On which platform are your running your benchmarks ? Which which
compiler did you compiled Neko ?
I'm testing on OS X, everything is compiled with GCC 4. I'm comparing
with Lua because you've been pretty dismissive of its performance on
many occasions. I also ran some of your neko programs in the bench
directory and most of the time neko is 3 times slower than Lua (except
for binary-trees where neko is almost as fast as java).
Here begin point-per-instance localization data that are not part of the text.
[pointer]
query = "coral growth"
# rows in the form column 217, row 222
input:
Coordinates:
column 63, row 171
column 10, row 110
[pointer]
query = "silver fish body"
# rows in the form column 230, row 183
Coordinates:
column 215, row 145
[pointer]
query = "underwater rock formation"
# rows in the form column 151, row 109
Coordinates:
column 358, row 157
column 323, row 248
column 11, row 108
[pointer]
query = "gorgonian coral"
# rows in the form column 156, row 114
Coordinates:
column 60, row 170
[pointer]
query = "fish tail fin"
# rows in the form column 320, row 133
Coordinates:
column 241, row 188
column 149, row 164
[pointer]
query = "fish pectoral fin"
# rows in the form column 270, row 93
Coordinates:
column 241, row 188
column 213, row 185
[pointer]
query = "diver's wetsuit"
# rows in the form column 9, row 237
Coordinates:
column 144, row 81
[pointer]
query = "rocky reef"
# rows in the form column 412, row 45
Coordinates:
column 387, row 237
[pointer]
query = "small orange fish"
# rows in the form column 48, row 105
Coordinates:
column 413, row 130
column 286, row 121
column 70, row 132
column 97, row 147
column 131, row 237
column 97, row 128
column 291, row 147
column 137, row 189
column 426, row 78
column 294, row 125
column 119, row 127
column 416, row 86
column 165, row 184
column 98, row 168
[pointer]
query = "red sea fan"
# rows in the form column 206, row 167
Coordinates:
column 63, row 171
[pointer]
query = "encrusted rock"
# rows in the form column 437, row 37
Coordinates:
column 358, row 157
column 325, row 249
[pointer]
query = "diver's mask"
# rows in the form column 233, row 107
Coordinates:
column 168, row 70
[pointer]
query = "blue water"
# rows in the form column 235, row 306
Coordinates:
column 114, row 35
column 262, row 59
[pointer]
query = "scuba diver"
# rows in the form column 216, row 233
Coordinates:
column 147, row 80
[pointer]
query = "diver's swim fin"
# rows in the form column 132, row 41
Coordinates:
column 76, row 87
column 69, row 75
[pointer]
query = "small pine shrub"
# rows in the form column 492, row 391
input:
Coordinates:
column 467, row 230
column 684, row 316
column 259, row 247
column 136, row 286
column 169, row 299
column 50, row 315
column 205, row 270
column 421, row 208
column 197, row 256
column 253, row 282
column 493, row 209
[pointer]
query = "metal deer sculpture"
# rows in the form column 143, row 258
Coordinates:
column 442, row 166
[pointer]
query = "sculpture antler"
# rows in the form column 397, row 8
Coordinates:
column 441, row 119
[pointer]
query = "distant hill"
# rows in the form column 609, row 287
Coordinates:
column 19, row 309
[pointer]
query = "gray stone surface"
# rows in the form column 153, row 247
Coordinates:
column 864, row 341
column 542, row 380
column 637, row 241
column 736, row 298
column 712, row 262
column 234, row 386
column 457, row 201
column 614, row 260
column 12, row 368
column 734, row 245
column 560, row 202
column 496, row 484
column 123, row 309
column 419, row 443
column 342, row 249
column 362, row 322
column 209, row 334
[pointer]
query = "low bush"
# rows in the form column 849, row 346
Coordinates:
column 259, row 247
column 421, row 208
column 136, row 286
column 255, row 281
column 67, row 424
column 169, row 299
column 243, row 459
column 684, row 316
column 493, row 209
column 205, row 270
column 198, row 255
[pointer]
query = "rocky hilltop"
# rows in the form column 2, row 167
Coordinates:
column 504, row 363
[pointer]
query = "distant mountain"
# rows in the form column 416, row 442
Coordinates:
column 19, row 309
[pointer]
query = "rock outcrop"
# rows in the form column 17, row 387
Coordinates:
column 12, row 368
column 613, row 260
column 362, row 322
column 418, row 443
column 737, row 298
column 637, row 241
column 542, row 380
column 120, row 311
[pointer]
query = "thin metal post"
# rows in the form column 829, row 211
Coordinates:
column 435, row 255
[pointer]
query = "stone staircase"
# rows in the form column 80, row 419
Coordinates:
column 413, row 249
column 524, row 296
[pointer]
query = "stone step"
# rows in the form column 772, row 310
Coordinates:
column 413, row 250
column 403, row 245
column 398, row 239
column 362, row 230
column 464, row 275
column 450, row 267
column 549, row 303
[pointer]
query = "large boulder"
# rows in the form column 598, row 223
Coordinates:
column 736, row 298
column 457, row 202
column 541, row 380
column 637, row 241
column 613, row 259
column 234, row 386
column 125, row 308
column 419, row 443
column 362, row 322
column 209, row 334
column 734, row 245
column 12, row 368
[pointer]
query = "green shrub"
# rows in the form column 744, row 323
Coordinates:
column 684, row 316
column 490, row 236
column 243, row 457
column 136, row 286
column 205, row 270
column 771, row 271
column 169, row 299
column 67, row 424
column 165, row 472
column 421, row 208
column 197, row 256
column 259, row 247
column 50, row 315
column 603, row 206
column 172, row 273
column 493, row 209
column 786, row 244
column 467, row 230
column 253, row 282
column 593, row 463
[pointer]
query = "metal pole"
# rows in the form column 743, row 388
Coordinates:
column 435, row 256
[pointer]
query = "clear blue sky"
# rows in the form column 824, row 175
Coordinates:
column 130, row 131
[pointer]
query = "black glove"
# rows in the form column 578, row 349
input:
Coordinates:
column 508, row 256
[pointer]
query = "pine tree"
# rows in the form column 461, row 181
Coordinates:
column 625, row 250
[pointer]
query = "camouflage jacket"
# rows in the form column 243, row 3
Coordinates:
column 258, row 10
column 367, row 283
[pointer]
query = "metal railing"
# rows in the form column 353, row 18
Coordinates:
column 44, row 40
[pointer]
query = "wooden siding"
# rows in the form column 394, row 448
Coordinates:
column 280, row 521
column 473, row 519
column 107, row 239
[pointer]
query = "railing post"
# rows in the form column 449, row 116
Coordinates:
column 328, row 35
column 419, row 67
I don't remember being dismissive at Lua performances, although it's
true that on nekovm.org/faq it's listed together with PHP/Python in the
"pretty slow runtime" category. That might be a bit unfair and Lua might
have its own category ;)
Intrigued by this 3 times slower difference, I ran some tests on
Neko/Win32 CVS and Lua/Win32 binary (5.0.2). Both where built with MSVC
so we also compare with the same C compilers :
- fibonnacci (recursion with integer calculus) ran pretty much at the
same speed on both Neko an Lua.
- nbodies (floating point calculus) was indeed 3x faster on Lua. I might
have a look at further optimizing for such usage, although I think it's
pretty rare to do heavy floating point calculus in a VM (usualy one
would move such tasks on the C side).
- fannkuch is IMHO impossible to benchmark, with < 10ms running time
- binary-trees where 3.5 times faster in Neko than in Lua. This
benchmark mesure integer calculs, function call overhead, and allocation
of small objects. It's IMHO the most "generic" benchmark among these 4.
- as for the "sum-file" benchmark, I didn't try to run it, but I think
it's mainly measuring the C implementation of the readline() primitive.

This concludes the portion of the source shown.